On l’avait dit, on avait prédit : l’été 2016 serait charnière pour le Paris SG. Remarquez, fallait pas être devin non plus. Le départ de Zlatan Ibrahimovic acté, c’est tout un livre, un paquet de photos et leurs légendes qu’il fallait refermer. LA légende qu’il faut oublier, sauf là où les légendes sont éternelles. Au musée. Pour voir le géant suédois à Paname, il faut dorénavant lâcher un bifton à la caisse du Grévin. Pas grave, Paris allait poursuivre sa montée en puissance. « Rêvons plus grand », c’est bien ça qu’ils ont peinturluré en énorme sur tous les murs du club, des bouches de métro et jusque sur la peau du Parc, non ? On allait voir ça. Après tout, même Zlatan allait bien finir par faire son âge. Il fallait laisser place nette.
Acte II, nous voilà… L’ego de Malmö n’était plus là, la voie était royale et toute tracée pour Cristiano Ronaldo. Nasser Al-Khelaïfi l’avait vu, lui avait parlé. Mais pas de « CR7 » à l’horizon parisien depuis qu’il a quitté le Stade de France avec un trophée sous le coude, un 10 juillet tard le soir. Lionel Messi, alors ? Ou Neymar ? Les trois à la fois ? On a tout entendu. On n’a vu personne.
Vu d’ici, enfin de Paris, l’élimination contre Manchester City en quarts de finale de la dernière C1 (la troisième consécutive) a l’air d’avoir modifié les rapports de forces au sein du club. C’est un peu comme si Nasser avait perdu, sinon la main, du moins une part de légitimité aux yeux de Tamim Ben Hamad Al-Thani. Laurent Blanc remercié, trois mois après avoir prolongé son contrat de deux ans, avec plus de 20 millions d’euros d’indemnités à la clé, ça en jette un peu au royaume des plus fortunés mais ça ne fait pas très sérieux, quand même. Voilà donc Unai Emery, Basque bondissant qui a remporté les trois dernières Ligues Europa avec le FC Séville, promu star du mercato parisien. On est loin des noms égrenés plus haut, non ? Rayon recrues, Hatem Ben Arfa, Thomas Meunier et Grzegorz Krychowiak sont remplaçants depuis le début de saison. Le paquet est donc mis sur le collectif, la force de groupe et la cohésion sociale.

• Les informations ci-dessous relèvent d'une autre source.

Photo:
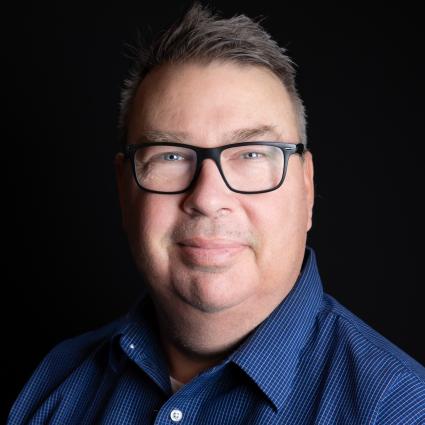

L’acte II est un virage à 180 degrés, confirmé par le départ de David Luiz au dernier jour du mercato, et donc non remplacé ! Et ce serait donc sans « Ibra » et sans le chevelu brésilien que Paris voudrait monter plus haut sur la scène européenne ? On veut bien attendre la fin de la saison pour juger sur pièces mais on est quand même assez droit dans nos baskets pour affirmer qu’aujourd’hui, le PSG version Emery est moins fort que le PSG version QSI. Enfin, celui d’avant. Celui de la saison dernière, qui avait attendu la 28e journée pour connaître sa première défaite de la saison en L1. La version toile Emery a déjà perdu. A Monaco. C’était lors de la troisième journée.

NON

Hé, ho, doucement les basses ! Il a suffi que Zlatan plie les gaules, qu’Edinson Cavani, qui retrouvait son poste de n°9 dont il rêvait tant, rate quelques occasions en or et que Monaco parvienne à faire tomber le PSG, après seulement trois journées de championnat, pour que la meute des loups sorte du bois et lâche son fiel. Le recrutement ne serait pas à la hauteur des ambitions du club, et patati, et patata. Un peu de retenue, Messieurs.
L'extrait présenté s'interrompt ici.